Earlier work by the authors using similar methods in 2018 proved highly predictive. The work forecasted the Southport Riots and anticipated the crisis of communication and public distrust surrounding the COVID-19 pandemic response.

This report is a second iteration updating for current context and looking towards interventions.

Our new research shows that the UK’s epistemic environment is highly vulnerable: exposed to a dense web of interconnected risks spanning mass digitisation, platform dependence, foreign information operations, cyber insecurity, the growing scale and sophistication of AI‑enabled manipulation, and disintegrating news ecosystems (Figure below). Taken together, these pressures create a fragile information ecosystem in which crises are triggered more easily and escalate more quickly, and in which crisis response is increasingly difficult to coordinate, thwarted by intensifying division and distrust.

Crisis scenario map: Bank run & economic crash 

Bolstering the UK’s epistemic resilience must be treated as a serious matter of national security. But there is no silver bullet. Focusing narrowly on individual symptoms like pulling government comms off X (however satisfying that feels) must not distract from or delay efforts to do the hard work of tackling the more complex and systemic vulnerabilities in our epistemic systems. In an environment suffering ‘death by a thousand cuts’, resilience will require sustained, coordinated action across multiple fronts.

Epistemic security is a hydra’s nest of distributed and complex challenges, but it is not intractable.   

During the workshops, experts analysed four unique crisis scenarios featuring different actors, influencing factors, crisis types and mechanisms. Despite these differences, intervention analysis identified seven cross-cutting intervention areas common across all four scenarios. 

We identify these as the most important leverage points for action; efforts in these areas will go furthest toward improving societal resilience to crisis and complex challenges across the board.  

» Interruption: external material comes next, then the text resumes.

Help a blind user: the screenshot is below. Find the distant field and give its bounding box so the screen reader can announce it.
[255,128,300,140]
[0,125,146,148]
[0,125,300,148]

Cross-cutting intervention areas:

 (in no particular order):

  1. Content and data provenance: including digital signatures and watermarking, to help establish where information comes from and whether it has been manipulated.
  2. Media and information literacy: ensuring citizens are better equipped to navigate complex and contested information environments.
  3. Cybersecurity and digital infrastructure: recognising that epistemic resilience depends on the robustness of the systems that carry information.
  4. Crisis protocols for online platforms: so that companies have clear expectations and responsibilities when information threats escalate rapidly.
  5. Government and regulatory preparedness: updating civil contingency planning to reflect epistemic risks rather than purely physical ones.
  6. AI risk management: addressing how advanced AI systems can distort knowledge production at scale if left unchecked.
  7. Revitalising local and regional news ecosystems: which play a critical role in anchoring trust and shared understanding during crises.

Together, these seven areas form a practical framework – a roadmap for policymakers on where to allocate limited resources in order to strengthen the UK’s epistemic foundations. They also shift the focus from reactive firefighting to structural resilience.

The opening bank run story isn’t real (yet). But the vulnerabilities it and the other scenarios exposed are very much with us. We must recognise our society’s epistemic systems as critical infrastructure and act early to strengthen them.